Let’s delve into WiC a bit more now. In terms of scale unit count it’s not a grand battle, though it’s battlefields and explosions can be large. With between 10-30 units under your control it allows the player to, very intensive when it comes to unit control and positioning. WiC allows the player to get away with this extreme focus and unit management with two tools:
– Limited unit focus
– It’s resource model has no production facilities and unit resources are accumulated independently.
First we’ll briefly look at the multiplayer design. I won’t delve too deeply here since it’s a post unto itself but it’s not related too heavily to what we are discussing. In multiplayer the game is designed specially around teamwork and coordination because unlike in a traditional real time strategy game you don’t get to control all types of units. Instead prior to the game starting you and your teammates choose one of four roles: air, armor, infantry and support. Your unit options are limited by your role and each team needs at least one player in each role. An air commander won’t be able to easily summon tanks to defend them from anti-air attack, instead they have to have their teammate who the armor commander help them in their role. This creates an amazing balance roles within a team and within each match. By forcing a player into a specific role the game allows them to watch over their units and not worry about things outside their control. Support is at it’s best launching ranged attacks and supporting tanks from air attack. Each role has a priority list and good players know their role and is a master of it.

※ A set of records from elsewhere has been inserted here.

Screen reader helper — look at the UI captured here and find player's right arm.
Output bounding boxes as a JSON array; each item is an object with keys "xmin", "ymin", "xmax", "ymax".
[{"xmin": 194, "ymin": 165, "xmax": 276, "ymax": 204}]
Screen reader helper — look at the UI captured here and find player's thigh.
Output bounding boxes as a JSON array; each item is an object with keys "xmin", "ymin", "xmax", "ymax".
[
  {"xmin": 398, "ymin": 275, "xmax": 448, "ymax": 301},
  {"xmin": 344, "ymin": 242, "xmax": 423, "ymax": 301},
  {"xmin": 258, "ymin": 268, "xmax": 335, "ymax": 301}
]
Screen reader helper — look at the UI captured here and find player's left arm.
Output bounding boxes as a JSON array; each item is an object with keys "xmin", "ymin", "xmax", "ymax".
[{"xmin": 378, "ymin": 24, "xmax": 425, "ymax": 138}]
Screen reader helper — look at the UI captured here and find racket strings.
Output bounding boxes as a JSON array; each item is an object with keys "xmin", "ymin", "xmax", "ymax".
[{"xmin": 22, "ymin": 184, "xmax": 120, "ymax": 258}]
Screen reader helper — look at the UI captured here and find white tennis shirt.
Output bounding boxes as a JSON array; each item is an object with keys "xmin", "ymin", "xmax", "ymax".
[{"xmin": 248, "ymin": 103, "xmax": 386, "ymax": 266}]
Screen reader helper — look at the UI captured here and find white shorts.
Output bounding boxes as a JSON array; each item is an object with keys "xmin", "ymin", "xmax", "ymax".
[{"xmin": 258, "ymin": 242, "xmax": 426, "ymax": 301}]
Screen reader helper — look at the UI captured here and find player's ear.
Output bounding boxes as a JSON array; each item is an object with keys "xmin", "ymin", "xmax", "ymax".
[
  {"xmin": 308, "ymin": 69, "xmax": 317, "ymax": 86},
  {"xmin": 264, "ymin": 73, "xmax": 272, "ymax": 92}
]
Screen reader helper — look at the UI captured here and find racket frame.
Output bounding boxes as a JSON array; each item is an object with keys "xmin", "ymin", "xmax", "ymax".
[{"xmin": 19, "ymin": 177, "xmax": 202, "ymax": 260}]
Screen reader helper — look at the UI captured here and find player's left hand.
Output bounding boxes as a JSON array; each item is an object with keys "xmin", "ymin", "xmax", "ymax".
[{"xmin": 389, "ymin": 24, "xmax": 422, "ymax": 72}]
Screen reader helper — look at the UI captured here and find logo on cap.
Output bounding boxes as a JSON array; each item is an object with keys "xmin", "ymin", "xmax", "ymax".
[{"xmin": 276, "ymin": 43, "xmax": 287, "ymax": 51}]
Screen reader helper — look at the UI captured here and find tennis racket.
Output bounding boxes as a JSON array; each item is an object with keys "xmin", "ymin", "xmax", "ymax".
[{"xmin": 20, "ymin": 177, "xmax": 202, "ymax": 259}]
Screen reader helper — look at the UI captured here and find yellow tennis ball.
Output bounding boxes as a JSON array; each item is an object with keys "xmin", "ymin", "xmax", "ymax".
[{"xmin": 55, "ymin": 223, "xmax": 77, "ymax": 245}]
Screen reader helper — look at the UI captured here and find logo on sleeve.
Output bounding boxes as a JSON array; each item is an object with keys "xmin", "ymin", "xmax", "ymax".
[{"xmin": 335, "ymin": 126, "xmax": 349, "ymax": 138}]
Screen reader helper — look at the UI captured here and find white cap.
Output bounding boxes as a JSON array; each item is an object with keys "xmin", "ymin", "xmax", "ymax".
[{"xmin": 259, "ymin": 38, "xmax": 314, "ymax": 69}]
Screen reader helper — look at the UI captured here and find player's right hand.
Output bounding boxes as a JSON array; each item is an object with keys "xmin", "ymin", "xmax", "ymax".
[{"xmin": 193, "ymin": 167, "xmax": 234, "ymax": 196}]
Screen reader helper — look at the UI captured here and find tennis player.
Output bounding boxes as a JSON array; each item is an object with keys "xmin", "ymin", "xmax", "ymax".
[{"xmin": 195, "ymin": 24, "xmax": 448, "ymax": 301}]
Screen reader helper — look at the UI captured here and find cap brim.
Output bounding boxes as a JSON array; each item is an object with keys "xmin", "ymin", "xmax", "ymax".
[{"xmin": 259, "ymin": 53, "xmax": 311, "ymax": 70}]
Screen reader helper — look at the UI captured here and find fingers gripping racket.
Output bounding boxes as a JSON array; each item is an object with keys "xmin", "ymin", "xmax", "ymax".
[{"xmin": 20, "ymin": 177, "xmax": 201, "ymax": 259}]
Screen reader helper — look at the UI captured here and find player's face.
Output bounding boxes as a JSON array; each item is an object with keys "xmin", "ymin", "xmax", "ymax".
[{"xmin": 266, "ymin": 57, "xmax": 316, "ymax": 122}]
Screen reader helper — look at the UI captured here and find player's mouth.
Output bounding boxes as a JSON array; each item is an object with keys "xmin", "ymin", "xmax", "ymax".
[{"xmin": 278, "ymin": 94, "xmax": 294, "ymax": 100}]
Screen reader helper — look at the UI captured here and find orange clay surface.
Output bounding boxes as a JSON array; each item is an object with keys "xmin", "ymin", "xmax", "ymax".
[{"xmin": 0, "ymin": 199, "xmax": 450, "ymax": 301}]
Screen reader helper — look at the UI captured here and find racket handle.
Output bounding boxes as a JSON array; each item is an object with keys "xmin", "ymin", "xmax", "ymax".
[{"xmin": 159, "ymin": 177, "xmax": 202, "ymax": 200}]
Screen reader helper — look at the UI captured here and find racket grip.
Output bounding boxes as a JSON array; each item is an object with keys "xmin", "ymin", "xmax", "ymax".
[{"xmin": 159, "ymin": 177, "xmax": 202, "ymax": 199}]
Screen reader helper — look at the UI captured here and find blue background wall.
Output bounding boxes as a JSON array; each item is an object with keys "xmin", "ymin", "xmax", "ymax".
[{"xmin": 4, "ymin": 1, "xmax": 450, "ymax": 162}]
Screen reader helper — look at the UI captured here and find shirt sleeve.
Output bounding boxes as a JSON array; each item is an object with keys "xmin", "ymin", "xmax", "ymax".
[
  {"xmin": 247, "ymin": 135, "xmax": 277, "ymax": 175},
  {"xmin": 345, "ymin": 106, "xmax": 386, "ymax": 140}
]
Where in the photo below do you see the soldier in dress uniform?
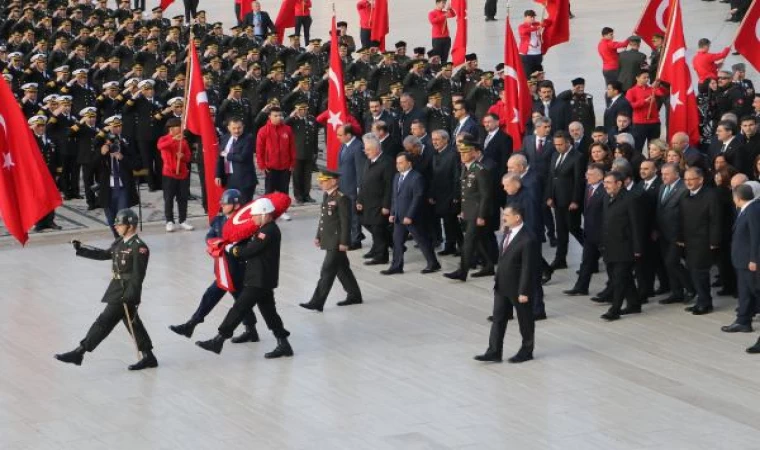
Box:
[300,170,362,312]
[55,209,158,370]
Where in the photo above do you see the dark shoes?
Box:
[55,345,84,366]
[264,338,293,359]
[338,298,362,306]
[720,322,752,333]
[195,334,224,355]
[127,350,158,370]
[230,327,259,344]
[298,302,322,312]
[169,321,198,338]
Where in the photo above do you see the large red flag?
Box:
[370,0,388,50]
[734,1,760,70]
[274,0,296,45]
[633,0,670,48]
[659,0,699,145]
[185,44,222,223]
[0,81,61,245]
[325,14,348,170]
[534,0,570,54]
[448,0,467,66]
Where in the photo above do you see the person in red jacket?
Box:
[256,107,296,194]
[517,9,551,81]
[596,27,628,86]
[356,0,374,48]
[158,117,193,233]
[691,38,731,83]
[625,70,668,151]
[295,0,311,42]
[428,0,457,64]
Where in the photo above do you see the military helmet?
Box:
[219,189,243,205]
[114,208,137,226]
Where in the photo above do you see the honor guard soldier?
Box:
[300,170,362,312]
[443,141,494,281]
[55,209,158,370]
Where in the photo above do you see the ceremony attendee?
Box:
[55,209,158,370]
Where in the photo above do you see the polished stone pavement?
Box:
[0,0,760,450]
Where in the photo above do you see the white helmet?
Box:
[251,198,274,216]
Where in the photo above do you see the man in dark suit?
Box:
[721,184,760,333]
[215,118,258,205]
[601,171,641,322]
[451,100,480,141]
[380,153,441,275]
[356,134,396,266]
[562,164,607,296]
[428,130,463,256]
[677,167,723,316]
[337,124,367,250]
[655,163,694,305]
[533,81,570,131]
[544,131,586,270]
[604,81,633,130]
[475,205,541,363]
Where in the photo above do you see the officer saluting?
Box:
[300,170,362,312]
[55,209,158,370]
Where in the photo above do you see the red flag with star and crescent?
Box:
[488,16,532,150]
[185,40,222,223]
[658,0,699,145]
[633,0,670,48]
[0,80,62,245]
[325,14,348,170]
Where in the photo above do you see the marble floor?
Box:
[0,0,760,450]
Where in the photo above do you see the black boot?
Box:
[169,320,198,338]
[264,338,293,359]
[231,325,259,344]
[128,350,158,370]
[55,345,84,366]
[195,334,226,355]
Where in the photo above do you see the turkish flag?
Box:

Next let us look at the main reason we are here, how WiC’s resources work. As mentioned it has no resource gathering and resources are largely outside the players control. The game uses an unnamed resource with a set amount determined at the start of the match by your role. From this total you buy your units, the better the unit the more expensive it it. So you can’t just amass the best tanks, instead you need to balance what your team needs (anti-armor tanks or anti-infantry?). These troops are then dropped into the battle at, fairly, safe drop zones quickly. After that a cool down happens when no units can be brought into the battle. Once this resource is used up a player’s resources don’t renew until a unit is lost. What this means that if at the start of a battle a player has 8000 resources and spends all 8000 they won’t be able to bring any more units until some of their current units die. Once a unit dies their resource cost is slowly funneled into their bank. So a tank dies that cost 1000, if that tank is destroyed it’s cost will be refunded. Another mechanic they introduce is the more resources being returned at a time are the faster that refund is. So refunding 10% of your max supply won’t see the return rate as if you were to lose 50%. This mechanic allows players who suffer a big lose to be able to return to battle, in some extent, fairly quickly, even if most of their army was destroyed.
What this system allows is players to field their largest possible army rather quickly and maximize that army to their fullest potential. By taking the collection aspect of the real time strategy away from the player and putting a timer on their units it makes the players job easier. They know within the first minute or so of the match they’ll be at their full force and know that if they lose a unit scouting or a company of infantry engaging a town that they’ll get those units back in time. Now it does lead to some frustration as you look at this tiny counter in the upper right of your screen saying “come on, come on!”
This frustration can turn some players off from the game who are used to being able to control how quickly resources come in and how often they can build a certain type of unit. But to me this creates a unique situation because the player has to really master when and how often to drop troops. If I have 15% of my resources free but I am expecting to lose another 30% defending a hill do I wait till I lose that battle to get the resources back faster or do I rush back 10% of my supply from the bank and hope I hold the hill? What if I lose that battle as I’m expecting and can’t help my teammates for a while because I just used my unit drop? It creates a situation you won’t experience in another real time strategy game and adds that unique twist a new strategy game needs to differentiate itself.
World in Conflict is a large scale game, units don’t pack every inch of a map, instead they hold town squares and try to control hills that can control battlefields. Players are rewarded not for their multitasking and base building, though there is nothing wrong with that style of game, but for awareness, communication with teammates and thinking tactically. Knowing when and what to reinforce your troops can make a break a battle. Too soon and you may risk losing more as your troops trickle in, too late and your forces may be swept from the field. World in Conflict purposely removes resource gathering from you, not to make the game easy for new players, instead it adds a layer of complexity you wouldn’t expect by the removal of a game mechanic. It’s literal use of time as a resource has made a huge impression on me and I hope this series has been worth the read.